Understanding Nonprofit Finance
Introduction
Nonprofit financial management is one of the most critical aspects of a board’s responsibilities. Ensuring the financial health of an organization is essential for long-term sustainability, fulfilling the mission, and providing valuable services to the community.
Nonprofits are Businesses Too
While nonprofits differ from for-profit businesses in their mission, they still operate within a business framework. Just like a business, nonprofits must generate more revenue than expenses to sustain themselves. In nonprofit accounting, the term "net assets" is used instead of "surplus" to describe the funds that remain after expenses are subtracted from revenue. Building net assets is critical for:
Growing the organization and keeping facilities and equipment updated,
Appropriately compensating staff to attract and retain talent,
Being nimble and ready to seize new opportunities as they arise.
A healthy financial position allows leadership to focus on mission-critical programs instead of spending excessive time on fundraising or worrying about cash flow.
Nonprofit Board Members: Serious Responsibilities for Volunteers
It’s important to remember that nonprofit board members are volunteers—they are not paid. However, even volunteer service comes with serious (and sometimes very technical) responsibilities. Board members must understand that nonprofit tax status is not an invitation to run deficits. Nonprofits, like any other organization, cannot spend money they don’t have.
Being on a nonprofit board requires more than just attending meetings; it requires courage to make tough decisions, navigate financial challenges, and ensure that the organization adapts and evolves. Even historically significant or prestigious organizations must not rest on their laurels—they need to continuously innovate to remain relevant and impactful.
Key Nonprofit Financial Statements
Nonprofit financial statements use different terminology than those in the for-profit sector. Understanding these key documents is essential for effective oversight:
Statement of Financial Position (equivalent to a balance sheet): This provides an overview of assets, liabilities, and net assets (equity).
Statement of Activities (equivalent to an income statement): It shows revenue, expenses, and changes in net assets over a specific period.

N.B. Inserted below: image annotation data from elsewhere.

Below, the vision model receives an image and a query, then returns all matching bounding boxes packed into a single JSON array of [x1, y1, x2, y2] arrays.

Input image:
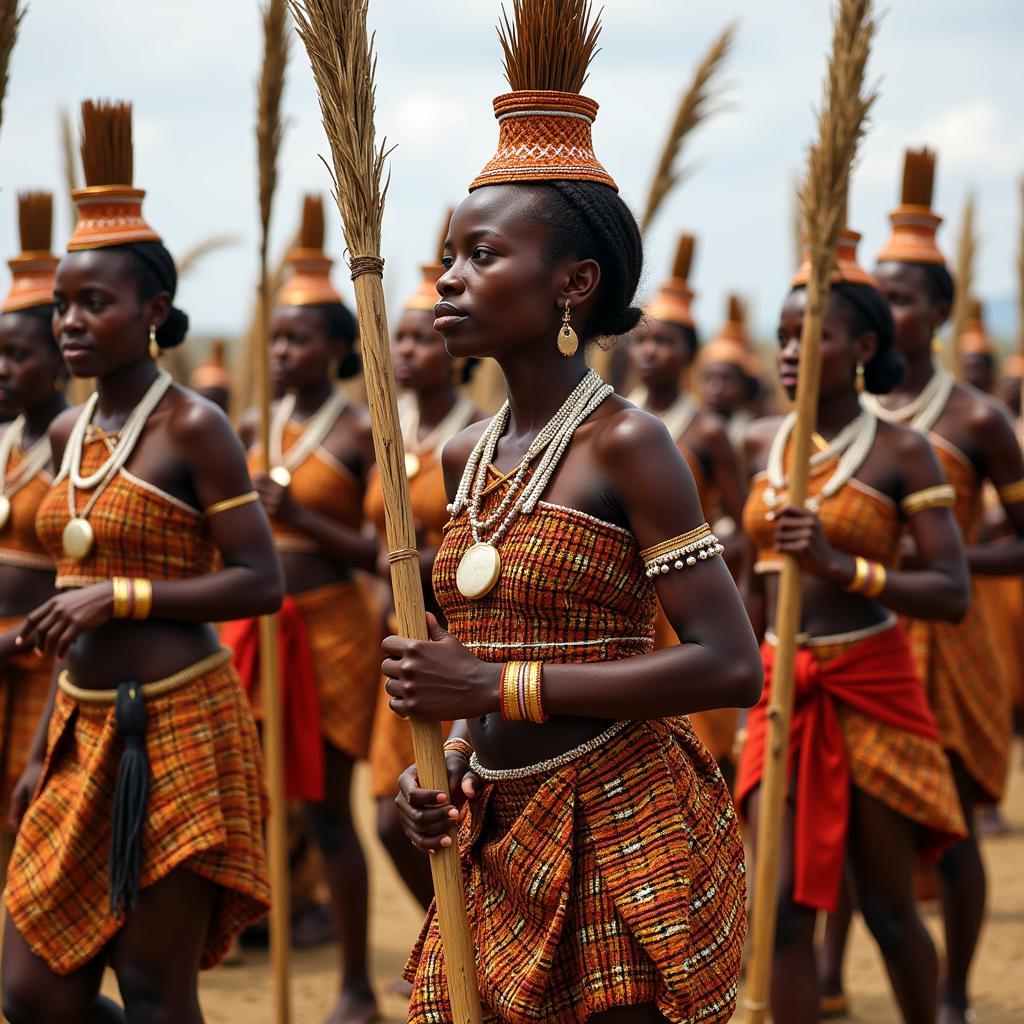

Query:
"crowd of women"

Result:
[[0, 12, 1024, 1024]]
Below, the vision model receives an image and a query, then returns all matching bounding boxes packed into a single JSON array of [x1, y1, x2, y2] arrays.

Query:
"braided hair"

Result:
[[516, 181, 643, 341]]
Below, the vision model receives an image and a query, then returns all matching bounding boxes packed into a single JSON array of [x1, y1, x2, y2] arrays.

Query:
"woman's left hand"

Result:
[[381, 612, 501, 721], [14, 583, 114, 658], [775, 506, 853, 581]]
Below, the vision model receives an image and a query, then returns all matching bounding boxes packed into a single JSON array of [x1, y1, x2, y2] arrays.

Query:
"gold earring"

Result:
[[558, 300, 580, 357]]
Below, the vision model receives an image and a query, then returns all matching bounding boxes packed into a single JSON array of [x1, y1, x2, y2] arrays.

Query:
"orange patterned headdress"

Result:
[[68, 99, 162, 252], [876, 150, 946, 266], [0, 193, 60, 313], [278, 196, 341, 306], [469, 0, 618, 191], [402, 207, 455, 313], [644, 234, 696, 327]]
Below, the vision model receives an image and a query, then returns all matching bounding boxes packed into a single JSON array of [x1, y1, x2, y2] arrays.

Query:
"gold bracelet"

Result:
[[996, 480, 1024, 505], [111, 577, 131, 618], [131, 580, 153, 620], [441, 736, 473, 761], [203, 490, 259, 519]]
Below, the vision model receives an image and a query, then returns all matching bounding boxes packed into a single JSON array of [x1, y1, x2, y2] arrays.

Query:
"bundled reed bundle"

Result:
[[746, 0, 876, 1024]]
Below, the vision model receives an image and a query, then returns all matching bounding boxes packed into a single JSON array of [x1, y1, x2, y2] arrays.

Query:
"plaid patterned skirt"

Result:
[[7, 665, 270, 974], [0, 615, 53, 830], [407, 719, 746, 1024]]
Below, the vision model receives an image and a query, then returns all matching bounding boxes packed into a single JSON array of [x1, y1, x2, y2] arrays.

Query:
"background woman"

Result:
[[3, 102, 281, 1024]]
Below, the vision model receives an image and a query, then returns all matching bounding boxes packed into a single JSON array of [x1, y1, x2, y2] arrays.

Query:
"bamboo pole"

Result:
[[252, 0, 292, 1024], [745, 0, 876, 1024], [290, 0, 481, 1024]]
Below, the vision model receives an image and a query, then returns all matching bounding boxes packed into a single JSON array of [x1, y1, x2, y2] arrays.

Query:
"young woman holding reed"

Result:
[[2, 102, 282, 1024], [384, 0, 760, 1022]]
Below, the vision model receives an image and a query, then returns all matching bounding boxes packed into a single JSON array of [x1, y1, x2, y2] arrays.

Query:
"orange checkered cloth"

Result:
[[904, 434, 1013, 803], [7, 666, 270, 974], [407, 490, 746, 1024], [0, 615, 53, 829]]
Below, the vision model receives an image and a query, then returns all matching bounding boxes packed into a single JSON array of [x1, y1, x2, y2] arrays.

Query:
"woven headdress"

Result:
[[402, 207, 455, 312], [278, 196, 341, 306], [644, 234, 696, 327], [469, 0, 618, 191], [877, 150, 946, 266], [68, 99, 162, 252], [0, 193, 60, 313]]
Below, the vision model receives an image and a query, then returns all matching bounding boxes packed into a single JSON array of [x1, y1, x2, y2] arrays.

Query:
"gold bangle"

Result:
[[131, 580, 153, 620], [995, 480, 1024, 505], [203, 490, 259, 519], [441, 736, 473, 761]]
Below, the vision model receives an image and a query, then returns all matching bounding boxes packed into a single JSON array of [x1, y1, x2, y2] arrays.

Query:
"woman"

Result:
[[367, 226, 480, 910], [224, 196, 380, 1024], [871, 150, 1024, 1024], [629, 234, 745, 786], [0, 193, 68, 879], [3, 102, 281, 1024], [383, 5, 760, 1024], [736, 231, 967, 1024]]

Statement of Cash Flows (equivalent to a cash flow statement): This tracks how cash moves in and out of the organization.
These documents help board members assess the organization’s financial health and identify potential risks.

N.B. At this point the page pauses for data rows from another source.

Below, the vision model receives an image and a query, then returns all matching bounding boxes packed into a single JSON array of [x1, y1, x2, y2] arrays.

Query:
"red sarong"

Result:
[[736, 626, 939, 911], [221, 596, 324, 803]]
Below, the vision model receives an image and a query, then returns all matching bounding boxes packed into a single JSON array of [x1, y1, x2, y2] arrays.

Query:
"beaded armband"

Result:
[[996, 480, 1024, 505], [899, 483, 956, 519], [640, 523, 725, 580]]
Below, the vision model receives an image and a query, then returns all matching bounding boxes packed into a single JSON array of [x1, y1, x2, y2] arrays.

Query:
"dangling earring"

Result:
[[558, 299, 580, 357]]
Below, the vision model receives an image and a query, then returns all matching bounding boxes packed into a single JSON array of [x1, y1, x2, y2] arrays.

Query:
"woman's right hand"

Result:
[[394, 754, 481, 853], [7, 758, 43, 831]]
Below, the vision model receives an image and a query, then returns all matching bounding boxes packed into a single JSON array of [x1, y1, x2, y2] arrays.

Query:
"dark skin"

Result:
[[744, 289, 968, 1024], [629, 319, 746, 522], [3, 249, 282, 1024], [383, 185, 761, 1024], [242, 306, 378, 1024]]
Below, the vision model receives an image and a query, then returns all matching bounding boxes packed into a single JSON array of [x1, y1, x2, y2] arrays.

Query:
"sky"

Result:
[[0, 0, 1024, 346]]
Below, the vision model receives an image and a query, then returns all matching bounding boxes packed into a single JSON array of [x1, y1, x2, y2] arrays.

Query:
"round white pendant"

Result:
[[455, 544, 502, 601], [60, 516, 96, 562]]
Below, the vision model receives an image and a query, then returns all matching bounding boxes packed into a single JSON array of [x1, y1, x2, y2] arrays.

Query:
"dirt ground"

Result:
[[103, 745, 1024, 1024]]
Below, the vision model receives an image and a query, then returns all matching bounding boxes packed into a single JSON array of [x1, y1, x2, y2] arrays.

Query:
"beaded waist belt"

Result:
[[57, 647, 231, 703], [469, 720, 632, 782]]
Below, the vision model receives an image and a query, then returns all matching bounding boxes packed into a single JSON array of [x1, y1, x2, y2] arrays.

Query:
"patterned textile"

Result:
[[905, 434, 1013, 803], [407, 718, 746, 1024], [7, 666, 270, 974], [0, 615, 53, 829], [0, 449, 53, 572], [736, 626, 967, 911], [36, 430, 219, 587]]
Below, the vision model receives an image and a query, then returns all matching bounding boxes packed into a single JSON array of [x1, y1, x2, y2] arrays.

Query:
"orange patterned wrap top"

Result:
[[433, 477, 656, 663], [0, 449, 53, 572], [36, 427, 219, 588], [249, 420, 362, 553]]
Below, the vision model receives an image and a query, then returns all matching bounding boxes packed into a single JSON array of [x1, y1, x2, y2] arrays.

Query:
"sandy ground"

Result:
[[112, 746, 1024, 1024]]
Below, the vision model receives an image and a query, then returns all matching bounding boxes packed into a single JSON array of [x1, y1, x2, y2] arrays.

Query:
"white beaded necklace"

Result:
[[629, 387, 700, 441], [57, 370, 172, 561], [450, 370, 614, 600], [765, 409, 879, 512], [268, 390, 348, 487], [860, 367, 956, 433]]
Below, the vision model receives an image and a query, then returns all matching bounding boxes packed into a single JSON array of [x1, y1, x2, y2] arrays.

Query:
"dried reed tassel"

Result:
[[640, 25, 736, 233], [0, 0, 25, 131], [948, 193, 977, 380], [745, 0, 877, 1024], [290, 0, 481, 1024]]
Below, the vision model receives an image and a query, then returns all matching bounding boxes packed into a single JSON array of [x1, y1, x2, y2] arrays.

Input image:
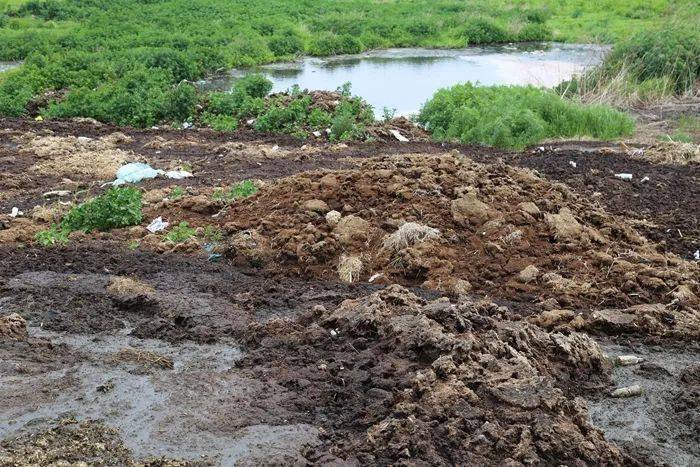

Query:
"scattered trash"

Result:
[[43, 190, 70, 198], [112, 162, 162, 186], [146, 216, 170, 233], [389, 130, 408, 143], [615, 173, 632, 180], [615, 355, 644, 366], [112, 162, 194, 186], [164, 170, 194, 180], [610, 384, 643, 397]]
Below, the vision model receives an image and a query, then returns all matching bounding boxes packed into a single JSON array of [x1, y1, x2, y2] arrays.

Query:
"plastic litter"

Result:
[[615, 173, 632, 180], [164, 170, 194, 180], [112, 162, 162, 185], [146, 216, 170, 233], [112, 162, 193, 186], [610, 384, 644, 397], [615, 355, 644, 366]]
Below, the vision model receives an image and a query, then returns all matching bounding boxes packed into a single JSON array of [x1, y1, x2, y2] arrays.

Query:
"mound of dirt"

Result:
[[239, 285, 626, 465], [220, 153, 700, 335]]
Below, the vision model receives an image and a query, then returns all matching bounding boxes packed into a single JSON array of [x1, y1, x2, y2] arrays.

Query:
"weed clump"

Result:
[[36, 187, 142, 246], [163, 221, 196, 243], [557, 25, 700, 105], [418, 83, 634, 149]]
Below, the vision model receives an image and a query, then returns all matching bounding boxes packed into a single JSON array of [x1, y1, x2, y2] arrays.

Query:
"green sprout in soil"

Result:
[[170, 186, 185, 199], [203, 225, 223, 243], [163, 221, 196, 243], [36, 187, 142, 246], [36, 224, 69, 246]]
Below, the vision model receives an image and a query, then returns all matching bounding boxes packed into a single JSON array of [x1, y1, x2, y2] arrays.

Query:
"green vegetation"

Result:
[[558, 23, 700, 105], [212, 180, 259, 202], [0, 0, 698, 126], [163, 221, 196, 243], [170, 186, 185, 199], [418, 83, 634, 149], [36, 187, 142, 246]]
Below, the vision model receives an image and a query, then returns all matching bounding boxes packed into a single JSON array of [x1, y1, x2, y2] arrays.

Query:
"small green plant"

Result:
[[418, 83, 634, 149], [35, 224, 70, 246], [202, 224, 223, 243], [229, 180, 258, 200], [382, 107, 396, 122], [61, 187, 142, 232], [170, 186, 185, 199], [163, 221, 196, 243]]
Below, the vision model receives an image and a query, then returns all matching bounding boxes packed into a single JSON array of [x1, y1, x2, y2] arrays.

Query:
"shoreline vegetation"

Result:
[[0, 0, 700, 148]]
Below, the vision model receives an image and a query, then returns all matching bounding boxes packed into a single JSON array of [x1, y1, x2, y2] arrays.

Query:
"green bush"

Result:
[[163, 221, 196, 243], [267, 33, 304, 56], [603, 26, 700, 94], [418, 83, 634, 149], [61, 187, 142, 232], [462, 18, 512, 44], [233, 74, 272, 97]]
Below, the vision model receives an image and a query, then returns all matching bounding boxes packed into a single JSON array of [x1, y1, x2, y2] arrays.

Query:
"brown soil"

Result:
[[0, 120, 700, 465]]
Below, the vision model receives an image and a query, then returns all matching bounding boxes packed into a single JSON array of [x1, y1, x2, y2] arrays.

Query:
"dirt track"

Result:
[[0, 120, 700, 465]]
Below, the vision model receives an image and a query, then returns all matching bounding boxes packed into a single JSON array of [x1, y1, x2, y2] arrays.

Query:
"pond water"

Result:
[[199, 43, 609, 115]]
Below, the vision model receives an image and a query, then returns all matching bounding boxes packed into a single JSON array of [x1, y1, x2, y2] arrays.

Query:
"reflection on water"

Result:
[[200, 44, 608, 115]]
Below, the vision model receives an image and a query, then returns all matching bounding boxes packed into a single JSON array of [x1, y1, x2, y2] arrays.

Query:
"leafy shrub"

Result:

Diversifying Revenue Streams
A core principle of finance, whether for nonprofit or for-profit organizations, is diversification. Relying on a single funding source can leave an organization vulnerable to unexpected changes. By diversifying revenue streams, organizations can mitigate risk and ensure a more stable financial foundation. In a nonprofit, these revenue sources may include:
Donations from individuals, foundations, and corporations,
Grants from government sources,
Program and service fees, and
Income from endowments or investments.
This variety of revenue streams ensures that the organization is not overly reliant on any one source of income, thereby increasing financial resilience.
Budgeting and Financial Planning
Effective budgeting is a key aspect of nonprofit financial management. The budget is not just a projection of income and expenses, but a tool that ensures the organization is using its resources in alignment with its mission.
Budgeting for depreciation is particularly important but often overlooked. Nonprofits should set aside funds for the depreciation of assets such as buildings and equipment to maintain their facilities. A working capital fund is a typical tool used for this purpose, helping nonprofits ensure they can reinvest in infrastructure without facing the financial strain of deferred maintenance.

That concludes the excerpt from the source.